Наш франт останавливал не всех прохожих женщин, а лишь тех, руки которых не были заняты ничем, кроме сумочки, что сейчас крайне редко, а наряд не извлечён из-под дивана в коммуналке или из-под койки в хостеле, а из шифоньера и прикинут перед трюмо, на котором заманчиво блестели флаконы синего стекла с духами и пудрами, чьё одеяние примерено попеременно, искусно, на выход. Молодой человек нарочно выбирал дам с ухоженными руками, с достатком, с уважением в обществе и к самой себе. Их возраст значения не имел решительно, цвет волос, глаз, длина ног, размер груди, талии, бёдер — тоже. Красивые руки, вот, что попадало во внимание актёра-неудачника, именно им адресовался комплимент, с которым он обращался к покупательнице: «Мадам, позвольте Вашу ручку!».
Вы ошибаетесь, если думаете, что от него шарахались, хотя в наше время — это обычная реакция современниц на любой, даже самый изысканный комплимент. Гражданка может все же его принять, но момент оказывается безвозвратно упущен. Что за прелесть, поймать момент! Сделать комплимент, это только пол дела, многие сыплют ими налево и направо, принять его — вот искусство, которым владеют настоящие женщины. И этот миг незабываем.
С присущей элегантностью, наш друг брал протянутую для поцелуя руку и ловко надевал на неё - не перчатку, произведение искусства, которая, появившись как по волшебству, мгновенно обретала свою совершенную форму именно на руке избранницы.

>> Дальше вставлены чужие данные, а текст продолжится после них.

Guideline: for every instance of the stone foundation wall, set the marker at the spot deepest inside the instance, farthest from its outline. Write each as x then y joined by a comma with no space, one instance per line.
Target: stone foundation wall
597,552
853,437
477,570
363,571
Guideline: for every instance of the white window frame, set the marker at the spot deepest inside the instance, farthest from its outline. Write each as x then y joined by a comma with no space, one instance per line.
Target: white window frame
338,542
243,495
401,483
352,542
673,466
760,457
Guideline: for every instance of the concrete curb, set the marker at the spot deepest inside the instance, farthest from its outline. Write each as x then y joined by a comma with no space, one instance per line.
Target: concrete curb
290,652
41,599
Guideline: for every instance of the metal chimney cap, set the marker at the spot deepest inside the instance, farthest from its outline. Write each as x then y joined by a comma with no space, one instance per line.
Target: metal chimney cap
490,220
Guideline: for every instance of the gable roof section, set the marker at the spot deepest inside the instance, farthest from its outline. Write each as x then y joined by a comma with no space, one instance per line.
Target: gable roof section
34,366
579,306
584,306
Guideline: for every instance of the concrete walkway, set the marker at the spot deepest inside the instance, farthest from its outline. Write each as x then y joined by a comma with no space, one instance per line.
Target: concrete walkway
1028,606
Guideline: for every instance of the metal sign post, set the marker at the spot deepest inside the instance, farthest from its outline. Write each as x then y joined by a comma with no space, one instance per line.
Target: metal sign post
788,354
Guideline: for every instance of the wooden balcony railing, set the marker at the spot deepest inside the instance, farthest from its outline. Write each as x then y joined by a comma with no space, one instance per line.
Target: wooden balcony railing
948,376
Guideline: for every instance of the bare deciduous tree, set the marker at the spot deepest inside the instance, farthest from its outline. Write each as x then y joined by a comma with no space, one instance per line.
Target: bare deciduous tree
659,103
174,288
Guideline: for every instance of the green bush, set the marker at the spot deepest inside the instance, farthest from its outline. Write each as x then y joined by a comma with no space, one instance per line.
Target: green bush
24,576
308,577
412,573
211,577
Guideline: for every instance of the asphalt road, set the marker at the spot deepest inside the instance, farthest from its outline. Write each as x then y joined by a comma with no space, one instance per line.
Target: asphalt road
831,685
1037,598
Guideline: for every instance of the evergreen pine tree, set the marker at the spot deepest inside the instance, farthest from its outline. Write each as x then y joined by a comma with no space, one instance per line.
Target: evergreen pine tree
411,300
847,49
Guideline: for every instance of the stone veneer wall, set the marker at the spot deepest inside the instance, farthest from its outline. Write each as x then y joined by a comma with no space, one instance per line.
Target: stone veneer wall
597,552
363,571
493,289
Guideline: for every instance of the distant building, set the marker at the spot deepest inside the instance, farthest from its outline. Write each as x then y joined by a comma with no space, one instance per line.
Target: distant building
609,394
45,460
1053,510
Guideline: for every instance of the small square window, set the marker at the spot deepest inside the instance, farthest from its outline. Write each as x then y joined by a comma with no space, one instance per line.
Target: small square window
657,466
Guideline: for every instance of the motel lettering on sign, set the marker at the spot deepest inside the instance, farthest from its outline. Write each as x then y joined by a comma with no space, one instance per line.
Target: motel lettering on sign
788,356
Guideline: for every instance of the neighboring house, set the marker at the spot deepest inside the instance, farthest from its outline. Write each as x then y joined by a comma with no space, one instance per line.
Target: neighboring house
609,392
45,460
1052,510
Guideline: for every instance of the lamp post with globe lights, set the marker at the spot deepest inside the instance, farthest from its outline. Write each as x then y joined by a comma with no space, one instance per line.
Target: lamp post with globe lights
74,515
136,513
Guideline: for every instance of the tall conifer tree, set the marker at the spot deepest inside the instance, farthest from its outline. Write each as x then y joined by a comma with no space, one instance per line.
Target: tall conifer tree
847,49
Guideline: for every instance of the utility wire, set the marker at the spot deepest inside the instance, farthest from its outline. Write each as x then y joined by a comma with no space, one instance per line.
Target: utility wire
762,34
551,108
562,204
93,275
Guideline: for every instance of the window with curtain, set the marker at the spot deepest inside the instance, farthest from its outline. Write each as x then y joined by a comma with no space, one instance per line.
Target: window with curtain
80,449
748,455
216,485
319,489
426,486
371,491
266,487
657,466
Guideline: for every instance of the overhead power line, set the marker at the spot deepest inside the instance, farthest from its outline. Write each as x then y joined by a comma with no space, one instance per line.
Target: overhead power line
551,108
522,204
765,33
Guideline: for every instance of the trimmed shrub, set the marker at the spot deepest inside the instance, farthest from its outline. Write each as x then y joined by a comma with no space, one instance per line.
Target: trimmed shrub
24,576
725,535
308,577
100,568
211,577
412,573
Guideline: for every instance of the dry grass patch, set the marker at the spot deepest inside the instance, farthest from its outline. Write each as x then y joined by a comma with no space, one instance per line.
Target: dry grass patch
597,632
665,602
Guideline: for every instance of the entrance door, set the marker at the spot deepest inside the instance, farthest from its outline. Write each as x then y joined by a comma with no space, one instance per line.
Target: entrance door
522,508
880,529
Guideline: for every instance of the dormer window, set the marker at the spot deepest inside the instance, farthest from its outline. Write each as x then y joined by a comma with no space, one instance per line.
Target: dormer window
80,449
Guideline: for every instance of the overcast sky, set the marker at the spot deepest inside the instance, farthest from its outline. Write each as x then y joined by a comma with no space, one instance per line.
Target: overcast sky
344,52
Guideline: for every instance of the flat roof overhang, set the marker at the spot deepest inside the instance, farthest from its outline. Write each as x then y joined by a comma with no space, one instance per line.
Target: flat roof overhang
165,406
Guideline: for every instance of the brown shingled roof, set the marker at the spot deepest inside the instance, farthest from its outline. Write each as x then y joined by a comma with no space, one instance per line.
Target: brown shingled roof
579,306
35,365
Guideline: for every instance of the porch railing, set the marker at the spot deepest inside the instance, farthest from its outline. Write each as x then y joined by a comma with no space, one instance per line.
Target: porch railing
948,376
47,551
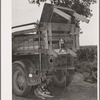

Не подозревавшая, её обладательница, с восхищением смотрела на обтянутую невиданной красоты перчаткой собственную руку, которая в детстве носила вязаные бабушкой варежки, их надо было штопать каждый день, в школе серые форменные перчатки, они кололись, если приходилось вытирать нос в строю скаутов, на работе резиновые медицинские, которые с непреходящим отвращением швыряла в окровавленное ведро, в театр, на концерт, на бал никогда не приглашали, чтобы нарядиться во взятое напрокат платье, бархатные туфли, длинные перчатки...
Именно эту руку, средь бела дня, он облёк в почти прозрачную перчатку посреди улицы, напротив опустевшей витрины кафе, хозяин которого только что выгнал её с работы, подсчитав убытки от выпитого кофе и съеденных пирожных за семь дней испытательного срока. В этих перчатках смущающаяся невеста пошла с нашим героем под венец, их она бережно хранила в комоде матери мужа, которая передала ей искусство рукодельницы, выкрасив в чёрный, надевала на похороны сначала свекрови, потом супруга, затем дочери.
Если вам на улице города, возле кафе, где в витрине выставлен только столик, встретится полуслепая старушка и предложит простые перчатки, не откажите, купите, они пригодятся, в них будет хорошо лепить снежки, чтобы запустить в прохожего, браться за холодные ручки дверей, чтобы открыть их с мороза, снимать их для рукопожатия добрых друзей. За старушку не переживайте, её обогреет, накормит, угостит кофе с пирожным хозяин того же кафе, где опустевший столик в витрине, перед которой никто не останавливается.
Кивиыли, Эстония, февраль 2019.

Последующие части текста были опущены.